I [emphasize to] people that if they identify patients for whom mutation testing in the peripheral blood or bone marrow has identified a mutation that doesn’t look truly inherited and may have arisen, it likely reflects clonal hematopoiesis and warrants further investigation by the clinician, hematologist, or center that specializes in these patients. [They can] provide further work up and provide risk-mitigation strategies.
My main focus in the lab right now is trying to understand why particular mutations arise and whether targeting those mutations could render both clonal hematopoietic cells and, ultimately, myelodysplastic or leukemic cells, sensitive to new types of therapies. I am particularly interested in studying the genes involved in DNA damage response. The most common ones we think about are p53, PPM1D, CHEK2, and ATM. The reason I care about those genes is because the cancer population that we see in our clinical [practice comprise] patients who have received cytotoxic therapies for their primary malignancy and are at risk for developing clonal hematopoiesis and therapy-related myeloid neoplasms.
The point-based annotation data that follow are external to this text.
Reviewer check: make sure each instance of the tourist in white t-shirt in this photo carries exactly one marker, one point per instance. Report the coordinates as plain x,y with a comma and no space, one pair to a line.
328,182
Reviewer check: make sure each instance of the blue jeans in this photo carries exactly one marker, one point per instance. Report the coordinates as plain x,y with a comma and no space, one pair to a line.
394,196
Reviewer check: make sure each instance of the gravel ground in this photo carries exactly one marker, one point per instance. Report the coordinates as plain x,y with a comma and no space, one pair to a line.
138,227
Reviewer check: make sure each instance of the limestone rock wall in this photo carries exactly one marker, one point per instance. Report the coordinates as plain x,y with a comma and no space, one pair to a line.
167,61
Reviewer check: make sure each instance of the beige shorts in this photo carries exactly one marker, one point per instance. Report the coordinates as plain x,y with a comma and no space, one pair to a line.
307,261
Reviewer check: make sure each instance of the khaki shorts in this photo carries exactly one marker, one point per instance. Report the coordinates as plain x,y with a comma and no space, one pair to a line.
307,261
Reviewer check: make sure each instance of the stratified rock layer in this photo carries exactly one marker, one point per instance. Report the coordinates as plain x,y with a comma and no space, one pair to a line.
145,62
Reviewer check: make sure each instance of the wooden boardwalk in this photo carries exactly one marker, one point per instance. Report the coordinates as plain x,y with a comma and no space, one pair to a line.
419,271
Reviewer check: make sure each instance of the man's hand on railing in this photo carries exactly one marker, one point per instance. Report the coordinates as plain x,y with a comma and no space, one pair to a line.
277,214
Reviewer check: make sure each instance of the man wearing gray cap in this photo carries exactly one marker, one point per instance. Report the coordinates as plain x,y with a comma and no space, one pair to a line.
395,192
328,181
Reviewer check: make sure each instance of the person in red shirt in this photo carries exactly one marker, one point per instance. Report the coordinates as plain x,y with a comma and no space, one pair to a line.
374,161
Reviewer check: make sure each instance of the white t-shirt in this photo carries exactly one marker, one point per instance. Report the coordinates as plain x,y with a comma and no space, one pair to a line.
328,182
My lab focuses on understanding the DNA damage response in hematopoietic cells in the context of cytotoxic stresses so that we can better prevent [those complications] from occurring. Then, if they do occur, [we are working to] develop new therapies to treat [clonal hematopoiesis and therapy-related myeloid neoplasms] in a more efficacious fashion.
Something that is becoming increasingly common, particularly among academic centers, are clinics that are geared specifically toward patients who have precursor malignancy lesions in their bone marrow. The most common ones that we think about are monoclonal gammopathy of undetermined significance, which is a precursor for multiple myeloma, and monoclonal B-cell lymphocytosis, which is a precursor for [chronic lymphocytic leukemia]. As I’ve mentioned, clonal hematopoiesis is potentially a precursor for MDS or AML.
At our institution and numerous other institutions, we’ve developed a clinic where if we find these patients with somatic mutations in their blood in which we are not entirely sure what we should do, we bring them into the clinic to try to explain to [the patient] what this means and what the potential clinical implications are. We also do additional testing to try to determine whether they truly have clonal hematopoiesis or a more advanced case, such as dysplasia. We also talk about risk-mitigation strategies, both related to the development of potential leukemia and whether they should be screened more frequently with peripheral blood counts to monitor for cytopenias. We’re also looking for risk-mitigation strategies for cardiovascular disease, including statin and lifestyle interventions. These clinics are already online, and they are going to become increasingly common through the academic setting. I believe that they will also filter down to the community setting to provide a lot of value moving forward.